Indeed, covering up for Trump is clearly the aim of the three or four witnesses, out of more than 300 who are cooperating in some way, who have refused to talk with the committee. During the debate over Meadows’ contempt charge, House Democrats emphasized this point.
“If you’re making excuses to avoid cooperating with our investigation, you’re making excuses to hide the truth from the American people about what happened on Jan. 6,” said committee chairman Bennie Thompson. “You’re making excuses as part of a cover-up.”
Thompson noted that his own Republican colleagues appeared eager to parrot those excuses and were thus taking part in their own attempted cover-up for Trump, which doubles as an effort to run out the clock until the 2022 midterms, when Republicans hope to take back the House. If the plan succeeds, it is clear that they would immediately kill the Jan. 6 probe.
Ultimately, in debating against the contempt referral, Republicans put members of the extremist Freedom Caucus—to which Meadows belonged when he was in Congress—front and center. The GOP’s most radical members were the face of the defense of Meadows.
Indiana Rep. Jim Banks, whom House Speaker Nancy Pelosi rejected from the committee for his comments diminishing the Jan. 6 attack, led the GOP response, with QAnon conspiracist Marjorie Taylor Greene sitting right behind him.
Banks accused the committee investigating the scope of the greatest attack on our nation’s Capitol in 200 years of “secret snooping, harassment, contempt for the rules of Congress, criminalization of dissent … and [putting] their opponents in jail.”

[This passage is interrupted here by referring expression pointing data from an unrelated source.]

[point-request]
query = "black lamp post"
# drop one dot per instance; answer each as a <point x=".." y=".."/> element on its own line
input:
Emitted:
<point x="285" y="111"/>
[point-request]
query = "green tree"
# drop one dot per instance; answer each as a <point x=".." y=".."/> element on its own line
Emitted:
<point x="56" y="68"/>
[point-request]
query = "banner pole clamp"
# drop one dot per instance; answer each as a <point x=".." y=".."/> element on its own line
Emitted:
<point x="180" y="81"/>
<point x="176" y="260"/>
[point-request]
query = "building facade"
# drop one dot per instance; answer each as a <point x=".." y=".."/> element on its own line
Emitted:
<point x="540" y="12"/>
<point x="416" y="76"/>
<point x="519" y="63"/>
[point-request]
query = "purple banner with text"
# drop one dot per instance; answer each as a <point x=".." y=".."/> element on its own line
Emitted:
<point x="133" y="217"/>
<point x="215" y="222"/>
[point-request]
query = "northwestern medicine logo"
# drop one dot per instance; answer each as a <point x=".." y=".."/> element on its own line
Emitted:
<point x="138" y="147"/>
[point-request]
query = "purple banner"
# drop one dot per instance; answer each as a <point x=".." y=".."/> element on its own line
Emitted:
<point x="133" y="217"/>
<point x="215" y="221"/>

Republicans further complained that the committee hadn’t been properly impaneled, because House Minority Leader Kevin McCarthy pulled the remaining Republican-selected members off the committee after Pelosi refused to seat Banks and fellow Jan. 6 denier Jim Jordan. If refusing to sit on a committee made it invalid, of course, that would give the minority veto power over any action of any congressional committee by merely boycotting it. That’s not how it works.
“This isn’t nitpicking,” Banks demanded, as he complained of the lack of Republican members—other than Reps. Adam Kinzinger and Liz Cheney—caused by his own party’s boycott. These complaints very much are nitpicking. But boycotting and complaining are all most House Republicans have ever offered in response to the incontrovertible horror the president unleashed on Jan. 6.

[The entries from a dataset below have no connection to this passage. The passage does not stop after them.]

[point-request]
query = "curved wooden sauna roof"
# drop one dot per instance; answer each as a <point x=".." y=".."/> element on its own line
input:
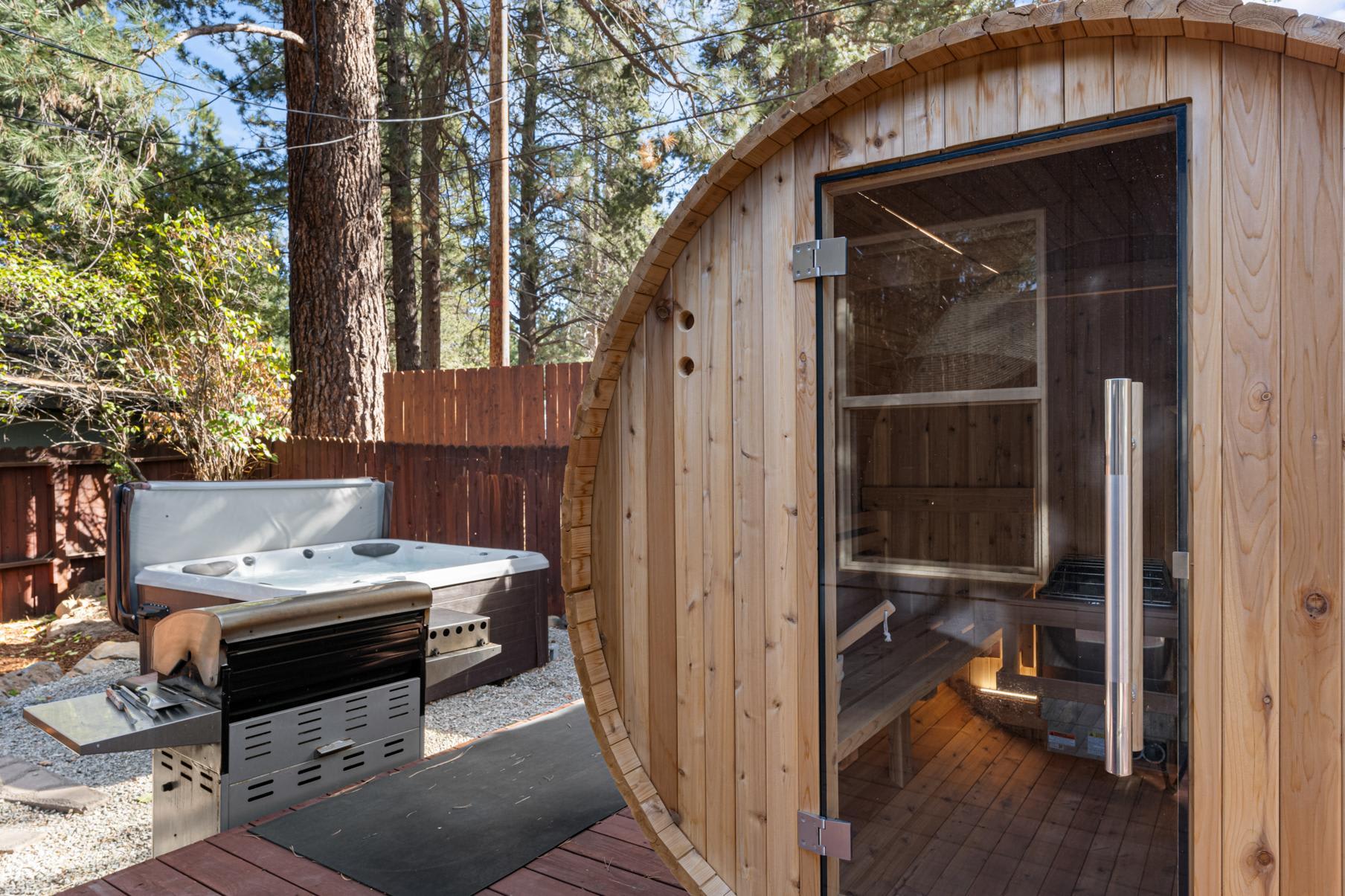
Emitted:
<point x="1253" y="25"/>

Their presentations quickly devolved into a series of attempts to derail the discussion over technicalities. Rep. Scott Perry caused a 45-minute interruption by claiming that House Majority Leader Steny Hoyer had disparaged Banks in an unparliamentary manner by saying his Republican colleague was “fearing the truth.” Republicans pushed for Hoyer’s remarks to be stricken from the record. The request was denied, which became another point of grievance, with Jordan whining, “They just said a naval veteran is afraid of the truth.”
Indeed, though, Rep. Andy Biggs closed out the Republican defense of Meadows by arguing another technicality—the false claim that the committee does not have any plausible legislative purpose—while at the same time admitting that, yes, his side does not want the truth to come out.
“You can’t have a committee to find out what happened because you’re interested. You can’t do that. And that is what you are doing,” Biggs moaned.
By diminishing the attempted fact-finding, Republican members of Congress are once again saying they don’t care about what happened on Jan. 6. While accountability for Meadows and others will not convince a Trump-enthralled party to change its ways, perhaps it will make the next attempted coup a bit more difficult.